Virginia es el ejemplo perfecto. El propio fallo describió un distrito que se extendía “como una langosta” desde bastiones demócratas del norte para absorber zonas rurales republicanas.
La política tiene memoria selectiva. Cuando el arma la usa el adversario, se llama corrupción democrática. Cuando la usa uno mismo, se llama defensa institucional.
El horizonte de noviembre
Todo esto ocurre con un dato central: la mayoría republicana en la Cámara es estrecha. Pero una mayoría estrecha, cuando el tablero ya fue inclinado, puede convertirse en fortaleza.
El presidente del National Republican Congressional Committee, Richard Hudson, no disimuló:
“We’re on offense, and we’re going to win.”
Traducido: “Estamos al ataque, y vamos a ganar.”
Los demócratas, naturalmente, apelan al discurso moral. Suzan DelBene, presidenta del Democratic Congressional Campaign Committee, respondió:
“In November, they will.”
“En noviembre decidirá el pueblo.”
Es la respuesta correcta. Pero también es la respuesta ritual. Porque el problema es precisamente si noviembre llegará con el terreno ya inclinado.
La vieja lección americana
Estados Unidos suele presentarse como la democracia ejemplar. Y en muchos sentidos lo es. Pero también es una república obsesionada con el diseño institucional del poder.

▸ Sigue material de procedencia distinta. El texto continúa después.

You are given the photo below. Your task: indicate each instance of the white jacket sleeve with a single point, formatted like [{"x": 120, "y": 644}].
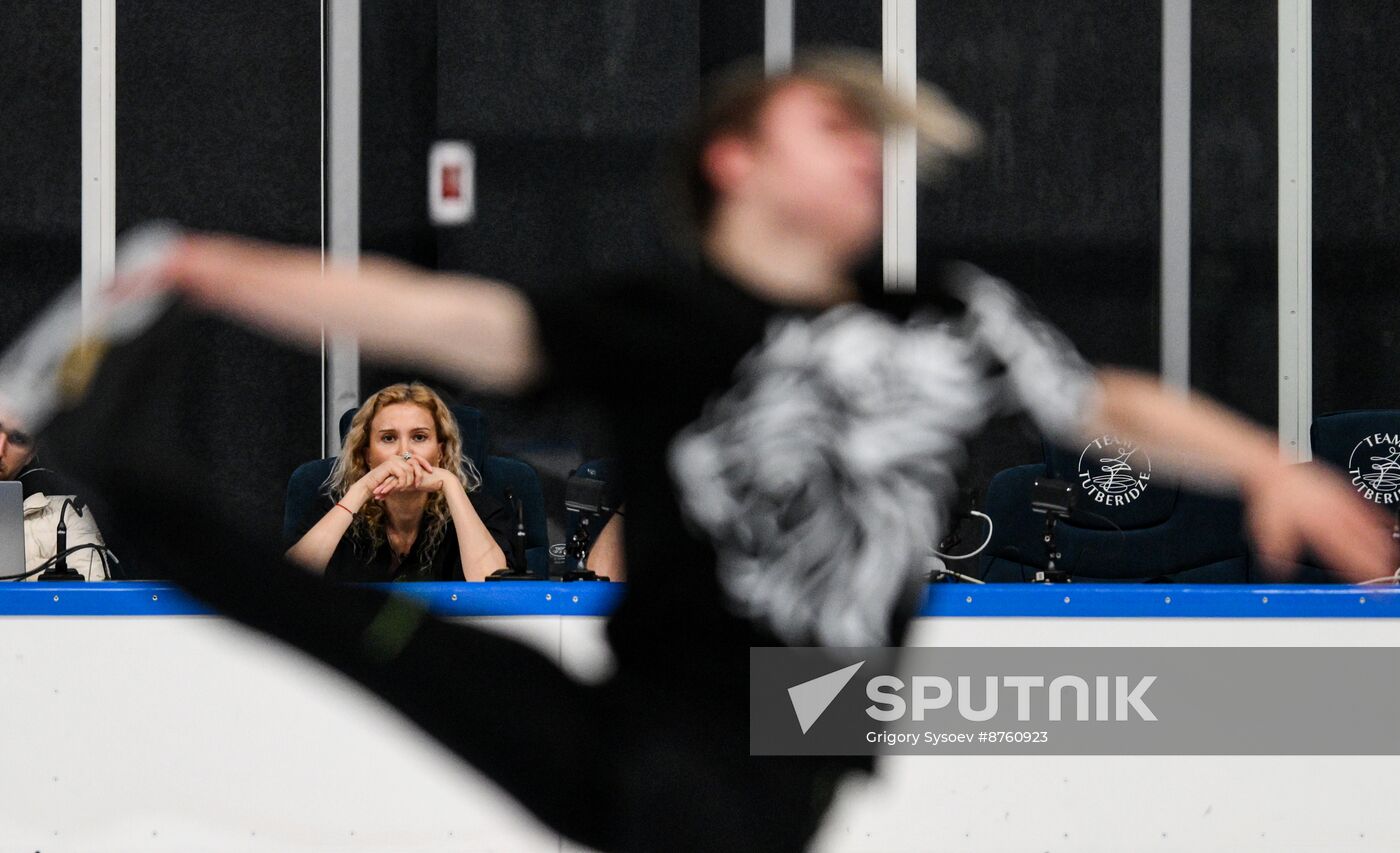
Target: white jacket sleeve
[{"x": 41, "y": 532}]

No siempre gana quien convence más. A veces gana quien dibuja mejor. A veces quien litiga primero. A veces quien nombra jueces antes. A veces quien comprende que la democracia moderna es una mezcla de idealismo y geometría.
La perspectiva hoy, fría y sin romanticismos, no favorece a los demócratas.
No porque hayan perdido el alma.
Ni porque Trump haya seducido irresistiblemente al electorado.
Sino porque podrían estar perdiendo algo más importante: el mapa mismo sobre el cual se libra la guerra.
Y cuando un ejército pierde el mapa antes de la batalla, la historia suele escribir el resultado con antelación.